You define your own notion of collectivism and make claims about how it is necessarily in conflict with other principles, when in reality millennials aren't a monolith, collectivism isn't a monolith, and individualism isn't a monolith. Cultures and subcultures renegotiate the meaning of every -ism they import, and they practice these -isms only as bundles of other, historically correlated -isms.
When the American youth say they want collectivism, they are not saying they want a return to authentic rice farming culture. Most of the time, they are mourning the systematic loss of third places, they are mourning the obliteration of social safety nets, they are mourning the lack of public projects, they are mourning the death of individually influenceable local politics. At the same time, they do not want rigid social roles ordained from above (because "above" is powerful and corrupt). They also do not want a parochial existence taking care of grandma (because the elderly are in greater number and need than ever, and our infrastructure and way of life is ill suited to efficiently meeting these needs). None of this is contradictory cosplay. It is simply a fusion of individualism and collectivism that is unlike that which has existed before, as a result of cultural factors that are themselves unlike that which has existed before.
I agree that terms don't have fixed meaning, but the terms still have certain essential characteristics. I'd argue that what millenials want is more accurately described as a form of hyper-individualism. It seems superficially collectivist because they want more government spending, and the GOP convinced everyone that anytime the government pays for something that's communism. But the spending is actually in service of individualism. It's directed to freeing individuals from the social obligations they would have in a more collectivist society. E.g., they want social security to free them from the obligation of caring for their parents. Then they want free child care to free them from the reciprocal obligations they would incur if they relied on their parents for childcare. They want payments for kids, so they can be freed from the obligations of marriage. They want free education, but they want to choose their course of study, not receive training in whatever jobs the government determines need to be filled in the economy.

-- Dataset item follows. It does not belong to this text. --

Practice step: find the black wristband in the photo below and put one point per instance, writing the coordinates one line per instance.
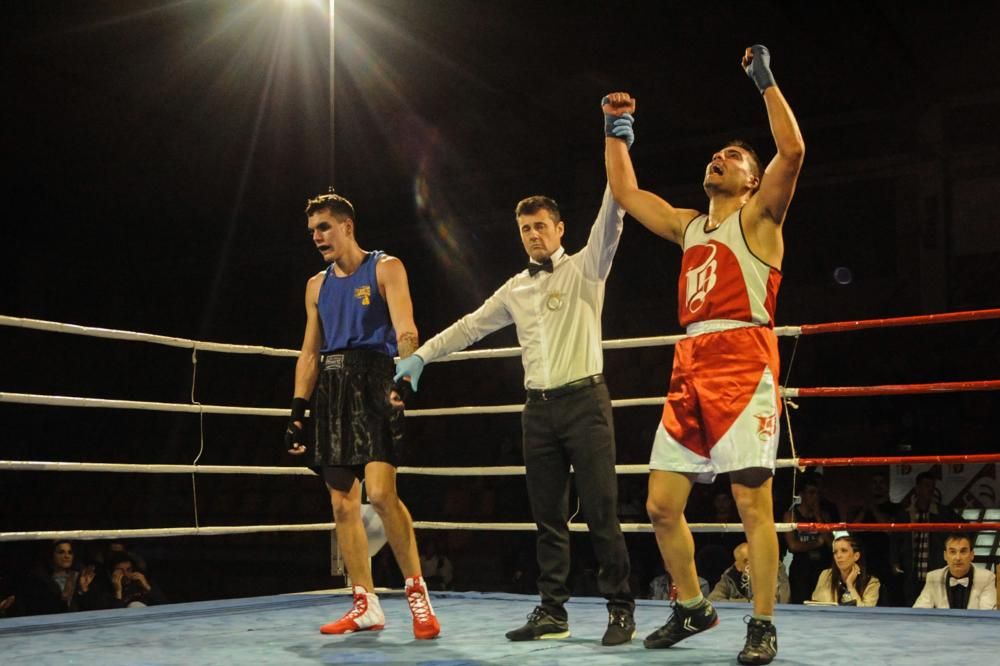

And the reason I'm quibbling about whether you label this "individualist" or "collectivist" is that it helps explain what happens as these people get older. Why did the seeming collectivism of the baby boomers in the 1960s give rise to a period of extreme libertarian individualism in the 1980s? I think that makes more sense when you realize that what happened in the 1960s was not collectivist, but instead a surge of individualism coupled with a rejection of obligations imposed by traditional society. Viewed that way, it makes total sense how the baby boomers went on to create an economy that was characterized by the rejection of social obligation.